Much of what makes modern anesthesia carry a lower risk than the anesthetics of yesteryear relates to consistency: standard monitors, evidence based guidelines, the ready availability of equipment and personnel to be able to respond to an emergency. Few things are as dangerous as the removal of that consistency in the provision of anesthesia services, yet this is often what occurs in the catch-all world of anesthesia outside the operating room.
The very term “out of OR anesthesia” speaks to the varied lack of predictability and consistency in which safe patient care must nevertheless take place. From imaging suites such as CT or MRI, interventional radiology, endoscopy, to electroconvulsive therapy treatment, cardioversion and ICU procedures, we are increasingly expected to make our services portable, to reproduce the consistency of care we provide in the operating room with far fewer resources.
In lieu of a well-stocked drug cart or Pyxis dispenser, we often tote along a pared-down drug box. Instead of a difficult airway cart, glidescope and fiberoptic scope around the corner, we sometimes are equipped with whatever airway equipment we had the forethought to carry with us; on a good day we’ll have an LMA and a bougie in addition to the standard laryngoscope and endotracheal tubes. Depending on the location, suction or ambu bags may or may not be readily available. Anticipation is key, and we must often strike a balance between being well-prepared for common emergencies and getting bogged down in lugging along backup equipment and drugs for every contingency. What makes this somewhat difficult is that oftentimes, out of OR anesthesia can be relatively uneventful. The procedural risks are rarely high, and we find ourselves bringing less and less to “only a cardioversion” or “just an ECT.”

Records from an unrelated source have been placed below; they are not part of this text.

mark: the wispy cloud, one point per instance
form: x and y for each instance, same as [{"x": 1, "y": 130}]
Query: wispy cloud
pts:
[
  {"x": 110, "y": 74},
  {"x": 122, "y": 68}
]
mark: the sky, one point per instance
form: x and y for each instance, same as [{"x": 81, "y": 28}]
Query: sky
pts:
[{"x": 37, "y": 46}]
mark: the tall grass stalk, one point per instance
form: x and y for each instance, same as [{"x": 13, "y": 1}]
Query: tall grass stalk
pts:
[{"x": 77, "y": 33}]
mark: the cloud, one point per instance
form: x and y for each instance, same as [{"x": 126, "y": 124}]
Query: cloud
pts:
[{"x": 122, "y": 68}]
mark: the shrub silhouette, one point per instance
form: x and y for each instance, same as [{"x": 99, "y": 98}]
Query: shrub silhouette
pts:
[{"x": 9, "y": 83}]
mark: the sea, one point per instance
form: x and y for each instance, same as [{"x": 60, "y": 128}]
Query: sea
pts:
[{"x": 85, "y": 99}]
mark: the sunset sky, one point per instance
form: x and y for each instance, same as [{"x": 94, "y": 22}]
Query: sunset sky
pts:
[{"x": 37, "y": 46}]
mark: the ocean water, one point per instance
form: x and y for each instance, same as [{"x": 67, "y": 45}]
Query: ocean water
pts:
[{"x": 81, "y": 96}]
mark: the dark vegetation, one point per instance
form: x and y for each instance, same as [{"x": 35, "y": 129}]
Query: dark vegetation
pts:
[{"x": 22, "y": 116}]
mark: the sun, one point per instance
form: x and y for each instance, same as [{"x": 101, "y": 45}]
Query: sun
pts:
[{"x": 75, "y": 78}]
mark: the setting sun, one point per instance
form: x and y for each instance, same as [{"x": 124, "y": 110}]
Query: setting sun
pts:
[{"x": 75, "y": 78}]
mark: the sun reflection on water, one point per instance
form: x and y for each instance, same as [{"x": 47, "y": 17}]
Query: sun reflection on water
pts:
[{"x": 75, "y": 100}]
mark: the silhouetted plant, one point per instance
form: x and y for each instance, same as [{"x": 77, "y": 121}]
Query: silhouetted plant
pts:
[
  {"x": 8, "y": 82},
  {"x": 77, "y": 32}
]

There are few guidelines directing how out of OR anesthesia should be performed. The ASA recommends such basic equipment as a backup oxygen source, access to a crash cart, suction and bag mask. Adequate staff and light source, as well as a scavenging system if volatile anesthetics are used, are also detailed.
Ultimately, it is at the discretion of the anesthesiology provider to determine their own threshold of safety for out of OR anesthesia. While more studies are being conducted regarding safety practices and optimal regimens for the various locations out of OR anesthesia covers, it is a relatively new frontier with a great deal to uncover. We owe it to our patients to be as mindful of our practice outside of the operating room as we are within it.